Hi, Jake! I agree that BMI leaves much to be desired, but as somebody who supervises a medical office, I'd say that investing in skin fold calipers and doing 3-site skin fold measurements probably won't catch on. It's hard enough to get an accurate height, weight, temperature, pulse and blood pressure. And you wouldn't get paid extra for the skin fold measurements. (Sorry that it works that way, but it does.) So I think we'll probably have to make do with BMI and all its flaws.

Hi, Steve! Your observation about the longer lifespan for people over 65 with a BMI between 25 and 30 sounds correct, but I couldn't find a reference. Do you have one?

Hi, Nancy! I agree that people who frequent health-related websites may think of themselves as less healthy than they really are. However my interactions with people in everyday life lead me to believe that many people are in a state of denial about their weight and their health. They see fat people all around them, and they see doctors working medical miracles. With those things in mind, they figure that whatever they're doing is probably normal and they don't need to change anything. But I could be wrong.

Ned Kock said...

Hi Stargazey.

I like your blog!

These BMI-mortality findings are consistent with an analysis I conducted recently on the China Study II data:


In simple terms, the China Study II data seems to suggest that those who eat well, but not too much, live the longest. Those who eat little have slightly lower longevity (a bit of a blow to the calorie restriction theory of longevity). Those who eat too much seem to have the lowest longevity, perhaps because of the negative effects of excessive body fat.

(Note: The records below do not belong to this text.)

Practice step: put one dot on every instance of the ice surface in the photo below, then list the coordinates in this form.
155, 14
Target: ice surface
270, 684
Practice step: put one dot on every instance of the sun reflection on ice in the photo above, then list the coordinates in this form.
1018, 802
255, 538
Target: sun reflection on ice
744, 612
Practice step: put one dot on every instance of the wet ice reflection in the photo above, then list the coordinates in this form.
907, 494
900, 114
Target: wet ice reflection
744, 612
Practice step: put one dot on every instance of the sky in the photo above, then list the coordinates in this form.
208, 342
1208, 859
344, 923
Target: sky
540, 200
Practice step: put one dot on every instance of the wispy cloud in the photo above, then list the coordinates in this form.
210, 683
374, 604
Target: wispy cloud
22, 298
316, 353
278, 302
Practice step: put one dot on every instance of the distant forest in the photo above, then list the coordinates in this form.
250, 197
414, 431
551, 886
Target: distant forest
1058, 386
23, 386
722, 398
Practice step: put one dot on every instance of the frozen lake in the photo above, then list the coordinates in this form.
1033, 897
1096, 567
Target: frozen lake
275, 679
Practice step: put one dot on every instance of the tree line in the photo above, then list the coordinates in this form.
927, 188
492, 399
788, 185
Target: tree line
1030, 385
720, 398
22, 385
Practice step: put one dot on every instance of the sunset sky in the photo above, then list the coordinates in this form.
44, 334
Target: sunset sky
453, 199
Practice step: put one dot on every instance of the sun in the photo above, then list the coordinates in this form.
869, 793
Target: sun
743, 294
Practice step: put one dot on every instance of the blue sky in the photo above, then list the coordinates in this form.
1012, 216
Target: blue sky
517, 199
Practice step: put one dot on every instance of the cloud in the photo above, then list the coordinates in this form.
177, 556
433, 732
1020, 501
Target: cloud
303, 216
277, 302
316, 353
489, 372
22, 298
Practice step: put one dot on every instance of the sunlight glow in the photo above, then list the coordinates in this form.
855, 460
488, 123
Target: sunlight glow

BMI is not such a bad measure, because muscular but lean people are somewhat rare. The influence that this minority has on statistical tests tends to be relatively small. The larger the sample, probably the smaller the influence.

Stargazey said...

Hi, Ned! I like your blog, too. Thanks for introducing me to it!

Anonymous said...

Those conclusions about BMI are based on the SAD, not a diet free from the Neolithic agents of disease.

Anne said...

I just read the JAMA study that was linked. The underweight deaths were associated with respiratory disease particularly in Koreans who had TB ! I think the overweight and underweight in that study should have been more like for like and from a Western country such as the US or UK and not from one where infectious diseases such as TB are endemic as it skews the results of this study imho.